Sono passati 35 anni da quella mattina del 1987 in cui Primo Levi si tolse la vita gettandosi nella tromba delle scale del palazzo di corso Re Umberto (so che la tesi del suicidio viene da taluni contestata, ma lo sconforto che confidava a noi visitatori, non solo per ciò che gli era toccato subire da giovane ma anche per la fatica del vivere quotidiano alla soglia dei 70 anni, in me non lasciarono dubbi). Primo Levi avvertiva fortissimo il peso della fatica di testimoniare che pure aveva scelto di caricarsi sulla spalle appena rientrato a Torino, dopo essere scampato alle camere a gas di Auschwitz. Era così rigoroso con sé stesso da non autorizzarsi neppure una piccola dose di vanità per il successo dei suoi libri.
L’ultimo, pubblicato meno di un anno prima della morte, I sommersi e i salvati, viene considerato giustamente un caposaldo dell’interpretazione delle dinamiche interne all’universo concentrazionario. Il suo titolo, e la nozione di “zona grigia”, sono diventati categorie imprescindibili, non solo nel vocabolario degli antropologi e dei sociologi. Rifletteva quarant’anni dopo sull’esperienza vissuta, mettendo a frutto quel tanto di distacco che la vita gli aveva potuto consentire. Ma avvertiva talmente la responsabilità di investire nel modo giusto il prestigio acquisito da esserne angosciato e mostrarsi titubante agli amici cui chiedeva di leggere in anticipo le bozze. Perfino a un conoscente giovane e inesperto come me chiese di essere severo, di segnalargli eventuali perplessità, ché lui avrebbe fatto ancora in tempo a correggere il testo. Ci fu subito chiaro che si trattava di un’opera magistrale. Capimmo solo dopo che era anche un testamento.
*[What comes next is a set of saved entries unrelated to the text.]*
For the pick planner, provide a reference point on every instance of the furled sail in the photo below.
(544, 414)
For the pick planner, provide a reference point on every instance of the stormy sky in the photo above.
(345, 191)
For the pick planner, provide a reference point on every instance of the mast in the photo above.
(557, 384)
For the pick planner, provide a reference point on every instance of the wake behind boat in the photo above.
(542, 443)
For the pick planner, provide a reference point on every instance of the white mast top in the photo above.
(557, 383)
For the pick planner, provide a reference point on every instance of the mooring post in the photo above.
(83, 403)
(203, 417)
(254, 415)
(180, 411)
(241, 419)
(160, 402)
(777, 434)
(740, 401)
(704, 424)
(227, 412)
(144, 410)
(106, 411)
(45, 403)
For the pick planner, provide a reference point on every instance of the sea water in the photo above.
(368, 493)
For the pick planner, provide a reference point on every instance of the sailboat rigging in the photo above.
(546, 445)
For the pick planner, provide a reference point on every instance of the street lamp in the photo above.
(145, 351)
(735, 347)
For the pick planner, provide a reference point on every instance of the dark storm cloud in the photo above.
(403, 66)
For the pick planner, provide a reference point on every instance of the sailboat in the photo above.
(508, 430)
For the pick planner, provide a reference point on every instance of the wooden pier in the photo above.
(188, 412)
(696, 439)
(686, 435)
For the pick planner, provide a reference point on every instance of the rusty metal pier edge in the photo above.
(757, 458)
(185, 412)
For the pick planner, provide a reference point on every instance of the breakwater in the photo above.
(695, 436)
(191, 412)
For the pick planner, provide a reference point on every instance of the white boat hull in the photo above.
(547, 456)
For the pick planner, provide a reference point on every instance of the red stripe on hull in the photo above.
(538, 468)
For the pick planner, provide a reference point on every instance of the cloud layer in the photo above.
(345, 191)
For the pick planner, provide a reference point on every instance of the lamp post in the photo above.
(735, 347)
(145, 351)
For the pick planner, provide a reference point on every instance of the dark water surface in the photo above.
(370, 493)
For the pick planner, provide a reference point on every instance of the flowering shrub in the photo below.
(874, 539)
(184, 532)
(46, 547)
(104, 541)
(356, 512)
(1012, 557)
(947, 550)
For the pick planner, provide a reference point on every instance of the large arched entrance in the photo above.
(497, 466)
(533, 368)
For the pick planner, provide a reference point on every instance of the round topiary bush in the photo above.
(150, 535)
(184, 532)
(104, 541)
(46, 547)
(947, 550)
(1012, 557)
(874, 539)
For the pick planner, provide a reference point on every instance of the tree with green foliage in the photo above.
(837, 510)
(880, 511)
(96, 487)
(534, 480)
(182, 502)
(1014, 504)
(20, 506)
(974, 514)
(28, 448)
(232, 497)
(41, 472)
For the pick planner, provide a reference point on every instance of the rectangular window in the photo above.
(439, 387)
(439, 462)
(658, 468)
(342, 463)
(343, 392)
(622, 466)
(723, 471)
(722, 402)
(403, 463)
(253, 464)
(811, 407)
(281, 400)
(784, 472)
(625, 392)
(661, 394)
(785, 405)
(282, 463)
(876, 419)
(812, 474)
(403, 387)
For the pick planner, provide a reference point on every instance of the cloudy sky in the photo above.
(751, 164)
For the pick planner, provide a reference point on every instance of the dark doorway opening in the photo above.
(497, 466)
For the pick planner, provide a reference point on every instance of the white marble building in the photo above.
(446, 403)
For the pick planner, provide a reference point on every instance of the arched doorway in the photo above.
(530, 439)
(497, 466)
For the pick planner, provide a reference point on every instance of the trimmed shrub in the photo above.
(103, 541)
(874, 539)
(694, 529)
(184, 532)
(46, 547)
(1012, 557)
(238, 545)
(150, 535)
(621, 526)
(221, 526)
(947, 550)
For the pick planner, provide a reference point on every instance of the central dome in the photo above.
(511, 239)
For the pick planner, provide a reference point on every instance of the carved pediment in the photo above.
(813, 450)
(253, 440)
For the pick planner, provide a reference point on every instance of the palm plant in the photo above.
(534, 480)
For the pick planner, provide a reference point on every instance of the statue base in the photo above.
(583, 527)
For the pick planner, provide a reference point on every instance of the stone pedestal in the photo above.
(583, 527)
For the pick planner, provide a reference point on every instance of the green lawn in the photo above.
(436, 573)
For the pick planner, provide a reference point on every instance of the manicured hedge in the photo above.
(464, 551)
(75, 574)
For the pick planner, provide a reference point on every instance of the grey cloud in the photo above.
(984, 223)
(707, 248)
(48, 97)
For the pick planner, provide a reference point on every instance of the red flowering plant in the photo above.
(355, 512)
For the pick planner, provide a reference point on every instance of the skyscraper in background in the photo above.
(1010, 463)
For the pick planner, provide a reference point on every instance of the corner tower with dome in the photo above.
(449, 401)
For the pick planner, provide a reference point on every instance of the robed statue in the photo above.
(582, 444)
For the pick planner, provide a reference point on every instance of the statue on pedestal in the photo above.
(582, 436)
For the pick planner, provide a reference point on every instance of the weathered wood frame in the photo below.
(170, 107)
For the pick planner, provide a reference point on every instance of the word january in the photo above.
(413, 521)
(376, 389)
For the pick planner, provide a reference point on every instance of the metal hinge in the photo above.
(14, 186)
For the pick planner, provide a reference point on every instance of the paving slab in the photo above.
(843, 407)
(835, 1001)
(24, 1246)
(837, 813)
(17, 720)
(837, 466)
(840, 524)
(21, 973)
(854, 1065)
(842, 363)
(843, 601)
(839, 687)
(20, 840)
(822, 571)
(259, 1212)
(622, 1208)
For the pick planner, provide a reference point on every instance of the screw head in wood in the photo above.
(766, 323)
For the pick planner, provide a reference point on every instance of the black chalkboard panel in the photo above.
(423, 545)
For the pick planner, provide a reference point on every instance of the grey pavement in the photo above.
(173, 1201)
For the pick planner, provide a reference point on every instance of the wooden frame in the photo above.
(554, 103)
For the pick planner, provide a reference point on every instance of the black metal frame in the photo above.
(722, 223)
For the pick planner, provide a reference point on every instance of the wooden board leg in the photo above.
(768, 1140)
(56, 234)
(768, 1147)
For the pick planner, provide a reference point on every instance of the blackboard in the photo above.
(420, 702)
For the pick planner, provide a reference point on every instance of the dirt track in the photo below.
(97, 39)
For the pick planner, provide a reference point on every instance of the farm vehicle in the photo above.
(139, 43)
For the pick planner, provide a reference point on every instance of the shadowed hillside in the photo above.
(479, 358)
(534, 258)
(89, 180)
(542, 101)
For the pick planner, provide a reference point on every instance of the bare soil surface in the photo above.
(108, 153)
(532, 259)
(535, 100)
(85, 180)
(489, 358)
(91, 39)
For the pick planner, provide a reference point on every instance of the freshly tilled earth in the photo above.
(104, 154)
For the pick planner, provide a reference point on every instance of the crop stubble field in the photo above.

Primo Levi, rivelandosi grande scrittore e acuto pensatore, fornì al mondo cognizione di atrocità che all’epoca i carnefici si ritenevano -con buone chances – di riuscire a far passare sotto silenzio. Nel mondo contemporaneo ciò è reso molto più difficile dalla rivoluzione digitale, dalle immagini e dalle testimonianze che viaggiano in tempo reale. E’ un cambiamento d’epoca. Ma di fronte alle stragi di civili perpetrate nella guerra di Ucraina – nonostante il cambiamento d’epoca, nonostante il surplus d’informazione, prezioso antidoto alla congiura del silenzio che incombeva sui campi di sterminio nazisti – di nuovo assistiamo al riproporsi di scetticismo, rimozione, fastidio, fatica a solidarizzare con le vittime e a raccoglierne la disperata denuncia.
Per questo ci torna prezioso il ricordo di Primo Levi. Che già in Se questo è un uomo raccontava il sogno ricorrente che funestava le notti dei prigionieri nelle baracche di Birkenau. Loro erano tornati a casa, raccontavano quel che gli era successo, ma nessuno gli credeva.